February 25, 2005

‘Speed’ can make protein run backward

Featured Image

Aurelio Galli, Ph.D., left, and Kristopher Kahlig, Ph.D., were the lead authors on the paper exploring how amphetamine makes neurons release large amounts of dopamine.
photo by Dana Johnson

‘Speed’ can make protein run backward

In the current online edition of the Proceedings of the National Academy of Sciences, researchers from Vanderbilt and Columbia University report that amphetamine, or 'speed,' makes neurons spew out dopamine by a previously unknown mechanism.

The team, led by Aurelio Galli, Ph.D., assistant professor of Molecular Biology and Biophysics, found that amphetamine causes dopamine to rush out of the cell through a channel, or pore, in the dopamine transporter (DAT) — a protein that normally sucks dopamine up from the extracellular space and transports it into the cell. This unexpected reversal of DAT function accounts for how amphetamine causes massive dopamine release and may offer an explanation for the psychoactive effects of amphetamine.

The results also suggest a potential therapeutic target for treating amphetamine addiction and disorders involving altered dopaminergic function (i.e., attention-deficit disorder and schizophrenia).

Under normal conditions, dopamine neurons release copious amounts of dopamine in tiny packets, called vesicles. A single vesicle can spit out around 10,000 molecules of dopamine. The DAT is responsible for sucking up excess dopamine from the extracellular space, so that it can be recycled inside the cell for later use.

Previous research has shown that when amphetamine is present, dopamine can escape through the DAT in a slow trickle: the DAT brings in a molecule of amphetamine and shuttles a molecule of dopamine out. However, this slow exchange mechanism of the DAT cannot account for the massive amounts of dopamine released in response to amphetamine.

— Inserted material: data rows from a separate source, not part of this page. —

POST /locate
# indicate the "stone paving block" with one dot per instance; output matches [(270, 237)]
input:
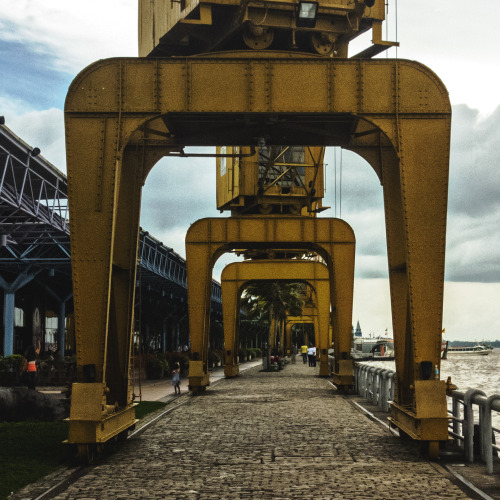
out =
[(281, 435)]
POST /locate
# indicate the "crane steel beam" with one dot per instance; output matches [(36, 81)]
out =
[(122, 115), (237, 275)]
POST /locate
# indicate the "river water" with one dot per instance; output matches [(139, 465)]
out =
[(466, 372)]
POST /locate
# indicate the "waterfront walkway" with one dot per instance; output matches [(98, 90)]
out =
[(265, 435)]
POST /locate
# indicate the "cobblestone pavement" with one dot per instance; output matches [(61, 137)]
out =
[(265, 435)]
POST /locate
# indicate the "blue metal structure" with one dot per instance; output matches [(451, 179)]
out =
[(35, 244)]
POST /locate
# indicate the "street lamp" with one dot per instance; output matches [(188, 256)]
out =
[(307, 14)]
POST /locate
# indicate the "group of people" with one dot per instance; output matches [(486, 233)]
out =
[(308, 354)]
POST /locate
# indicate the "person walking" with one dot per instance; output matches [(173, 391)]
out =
[(30, 366), (310, 354), (303, 350), (176, 378)]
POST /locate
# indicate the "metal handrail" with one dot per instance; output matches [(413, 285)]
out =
[(377, 385)]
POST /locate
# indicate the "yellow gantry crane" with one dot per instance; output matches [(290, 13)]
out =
[(260, 75)]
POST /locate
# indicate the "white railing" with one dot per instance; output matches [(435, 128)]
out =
[(377, 385)]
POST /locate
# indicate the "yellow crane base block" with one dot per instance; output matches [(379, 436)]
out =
[(344, 378), (92, 420), (428, 420), (324, 369)]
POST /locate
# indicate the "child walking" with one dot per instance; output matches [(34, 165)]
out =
[(176, 378)]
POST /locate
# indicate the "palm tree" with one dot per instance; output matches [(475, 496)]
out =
[(273, 300)]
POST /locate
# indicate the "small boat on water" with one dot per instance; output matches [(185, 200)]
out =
[(380, 349), (475, 350)]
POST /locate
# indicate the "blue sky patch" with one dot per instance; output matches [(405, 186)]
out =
[(30, 77)]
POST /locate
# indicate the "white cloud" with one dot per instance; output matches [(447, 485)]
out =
[(42, 129), (470, 310), (75, 35)]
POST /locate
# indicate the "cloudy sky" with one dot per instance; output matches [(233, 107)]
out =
[(43, 45)]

In addition to the plodding transporter activity, the DAT also has a faster channel-like activity, but it has remained unclear what causes this channel to open.

Positing that amphetamine may affect the channel-like activity of the DAT, Kristopher Kahlig, Ph.D., a postdoctoral fellow at Vanderbilt and first author on the study, performed the technically demanding experiments to measure amphetamine-induced dopamine efflux (outward movement) in cells that carried the human version of the DAT and in cultured mouse dopamine neurons.

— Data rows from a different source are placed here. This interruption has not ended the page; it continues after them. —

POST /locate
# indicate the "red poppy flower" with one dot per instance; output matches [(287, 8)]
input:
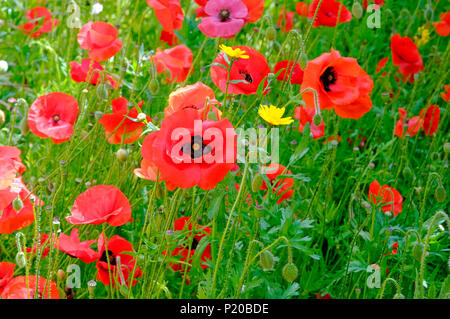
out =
[(10, 219), (53, 115), (283, 186), (295, 76), (100, 39), (119, 126), (387, 196), (255, 9), (42, 22), (117, 247), (248, 73), (328, 13), (10, 165), (85, 71), (6, 273), (286, 21), (306, 115), (100, 204), (446, 95), (430, 118), (406, 56), (340, 83), (72, 246), (377, 2), (443, 27), (188, 151), (185, 224), (197, 96), (170, 15), (177, 60), (25, 288), (413, 124), (302, 9)]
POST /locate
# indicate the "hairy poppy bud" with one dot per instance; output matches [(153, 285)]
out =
[(417, 251), (303, 61), (20, 259), (447, 148), (60, 274), (154, 86), (357, 10), (23, 126), (440, 194), (271, 33), (257, 182), (266, 260), (17, 204), (290, 272), (2, 117), (122, 155), (317, 119)]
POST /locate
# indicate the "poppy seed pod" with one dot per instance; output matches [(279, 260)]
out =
[(266, 260), (440, 194), (122, 155), (357, 9), (290, 272)]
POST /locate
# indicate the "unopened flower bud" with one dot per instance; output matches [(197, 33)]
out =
[(290, 272)]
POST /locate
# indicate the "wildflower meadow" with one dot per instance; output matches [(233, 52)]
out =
[(224, 149)]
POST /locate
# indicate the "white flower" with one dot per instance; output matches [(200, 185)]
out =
[(3, 66), (97, 8)]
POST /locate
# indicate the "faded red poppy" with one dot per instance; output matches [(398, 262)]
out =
[(387, 196), (249, 72), (170, 15), (328, 13), (6, 274), (406, 56), (117, 247), (119, 126), (53, 115), (176, 60), (187, 250), (286, 20), (306, 115), (446, 95), (281, 186), (10, 165), (413, 124), (197, 96), (430, 118), (10, 219), (75, 248), (443, 27), (255, 9), (42, 22), (294, 76), (188, 151), (100, 39), (23, 288), (341, 84), (301, 8), (101, 204), (86, 71)]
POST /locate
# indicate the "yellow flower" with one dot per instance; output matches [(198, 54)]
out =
[(273, 115), (234, 53), (423, 36)]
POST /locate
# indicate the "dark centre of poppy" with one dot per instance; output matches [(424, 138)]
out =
[(224, 15), (328, 78), (246, 76), (112, 260), (196, 148)]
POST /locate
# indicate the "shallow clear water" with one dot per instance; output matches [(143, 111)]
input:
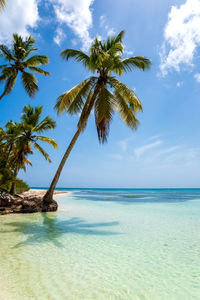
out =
[(105, 244)]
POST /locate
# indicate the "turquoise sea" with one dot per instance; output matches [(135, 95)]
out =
[(138, 244)]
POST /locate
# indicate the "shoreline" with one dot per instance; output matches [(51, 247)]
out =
[(41, 193)]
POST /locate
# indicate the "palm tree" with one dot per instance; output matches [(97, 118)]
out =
[(102, 92), (2, 4), (18, 61), (22, 137)]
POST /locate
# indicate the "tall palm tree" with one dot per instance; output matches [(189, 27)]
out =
[(2, 4), (22, 137), (102, 92), (18, 61)]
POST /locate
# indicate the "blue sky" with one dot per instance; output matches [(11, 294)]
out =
[(165, 150)]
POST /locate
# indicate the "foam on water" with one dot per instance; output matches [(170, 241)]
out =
[(105, 244)]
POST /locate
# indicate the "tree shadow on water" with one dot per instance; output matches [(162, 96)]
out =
[(52, 229)]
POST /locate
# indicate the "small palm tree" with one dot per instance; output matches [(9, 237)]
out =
[(22, 137), (103, 92), (18, 62)]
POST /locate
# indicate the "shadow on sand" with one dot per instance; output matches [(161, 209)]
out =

By coupling the standard patch clamp technique, which measures electrical currents in patches of neuronal membrane, with microamperometry, a carbon fiber that can detect the oxidation of dopamine molecules, Galli and colleagues counted the number of dopamine molecules that crossed the cellular membrane through a single transporter.

“The first thing we noticed was that dopamine was absolutely different from amphetamine,” Galli said.

When dopamine was present on both sides of membrane, there was no channel activity. However, when amphetamine was present on one side and dopamine on the other, the channel opened and large, brief 'shots' of dopamine were released.

These millisecond 'shots' of dopamine appeared similar in magnitude to the release of dopamine from a single vesicle, thus explaining the large increases in extracellular dopamine following amphetamine exposure.

“Dopamine is not able to stimulate the channel,” Galli said. “So we don't think that the channel-like activity participates in the physiological behavior of the DAT, but it can explain the psychoactive properties of amphetamine.”

Because amphetamine and dopamine have different effects on the DAT, this may allow researchers to treat addiction by shutting down the drug-related channel activity while leaving the normal, physiological transporter activity alone.

For a long time, the DAT has suffered an identity crisis: Is it a transporter? Is it a channel? This new study suggests that both may be true.

“For the first time, we show that a transporter can be both,” Galli said. “But we didn't define 'what' is making the transporter behave as a channel.”

To figure that out, Galli is currently investigating whether amphetamine causes chemical changes to cellular proteins that affect the opening of the channel.

The long-term goal, said Galli, would be to “try to find compounds that block one (activity) but not the other one, so that we can find a therapy for addiction.”

Kristopher Kahlig, Ph.D., is the first author on the PNAS paper. Other co-authors on the paper were: Francesca Binda, Ph.D., Habibeh Khoshbouei, Ph.D., Randy D. Blakely, Ph.D., and Douglas McMahon, Ph.D. of Vanderbilt, and Jonathan A. Javitch. M.D., Ph.D., of Columbia University. The research was supported by the National Institutes of Health and the Center for Molecular Neuroscience.